Colonel Davis viewed [England’s] remark as an opinion, rather than a command. Colonel Davis affirmatively denies that this statement had any effect on any decision he made with respect to Mr. Hamdan’s case.
7. During the same meeting, then-Under Secretary of Defense for Intelligence Mr. Steve Cambone opined that Department of Defense (DoD) attorneys were not sufficiently experienced to handle these cases, and that they needed to get some Department of Justice (DOJ) attorneys involved. Although no DOJ attorney had made an appearance in a military commission hearing before that date, they have since been assigned to military commission trial teams.
Now, this fall 2006 meeting was not the first moment the show trials were conceived as such. After all, Jim Haynes’ famous statement that "We can’t have acquittals. We’ve got to have convictions" occurred in September 2005, when Haynes first interviewed Davis for the job of Chief Prosecutor. And Hartmann didn’t get involved until much later–he started as the Legal Advisor to the trials on July 2, 2007, after which he started calling for "sexy" trials and the use of evidence gained through torture. The bulk of Allred’s opinion focuses on how, by inserting Hartmann into Morris’ chain of command and then reinforcing that chain of command in October 2007, the Administration required Davis to meet Hartmann’s political and legally suspect demands. (Note, much of Allred’s opinion pertaining to Hamdan will have much broader effect over other Gitmo detainees. Allred points out that Hamdan was already charged before Hartmann started mucking things up. For those who weren’t yet–but have since been–charged, this opinion will have much greater consequences because it’ll mean Hartmann’s influence may be more central to the decision to charge. Rosenberg, for example, reminds that Hartmann just signed off on the plan to prosecute Khalid Sheikh Mohammed.)

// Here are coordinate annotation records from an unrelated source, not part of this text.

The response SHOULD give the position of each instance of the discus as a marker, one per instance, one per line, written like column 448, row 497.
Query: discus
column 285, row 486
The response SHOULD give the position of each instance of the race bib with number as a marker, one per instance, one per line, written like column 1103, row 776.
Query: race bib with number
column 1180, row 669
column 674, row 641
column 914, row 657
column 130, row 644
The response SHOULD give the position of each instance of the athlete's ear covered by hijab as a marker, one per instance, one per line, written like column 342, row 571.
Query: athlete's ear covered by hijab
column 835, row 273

But I find it instructive that at this meeting in fall 2006, top Administration officials were concerned not about complying with SCOTUS’ ruling in Hamdan, but with a way to gain political advantage from the show trials. Further, I find it mighty interesting that–at precisely the same time as Bush was trying to purge DOJ of the US Attorneys who wouldn’t bring politically sensitive cases on demand–Stephen Cambone was getting DOJ more involved in the Gitmo show trials.
There’s one more very fascinating detail in the opinion. In the explanation why Judge Susan Crawford–the Convening Authority–didn’t need to be removed from the Hamdan case, Allred argues that Crawford had not been given detailed instructions about individual cases. The opinion also notes that Crawford had little interaction with Jim Haynes about the cases. But then it goes on to note that Crawford has had no interactions with two people outside the chain of command that led to problems for Morris Davis.

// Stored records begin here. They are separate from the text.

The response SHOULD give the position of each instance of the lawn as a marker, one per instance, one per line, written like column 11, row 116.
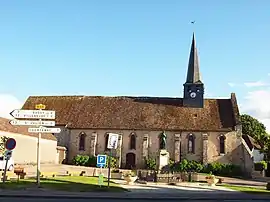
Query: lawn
column 67, row 183
column 249, row 190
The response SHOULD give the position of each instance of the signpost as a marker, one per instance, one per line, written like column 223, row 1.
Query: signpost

She has never met Stephen Cambone or had any communications with him. She has never spoken to the Vice President or anyone in his office about military commissions.
Mind you, the sole reference to Cambone in this opinion is the one I noted above–discussing the September 2006 meeting. There are no references to Dick Cheney at all.
Yet for some reason, Allred goes out of his way to note that Crawford (who started more than a month after Cambone resigned) had not been tainted by Cambone, Cheney, or anyone else in Cheney’s office. I find that particularly interesting given the allegation that OVP did some selective leaking (just like they did with Judy Miller) to make sure evidence about a different Gitmo show trial defendant would be released to the public.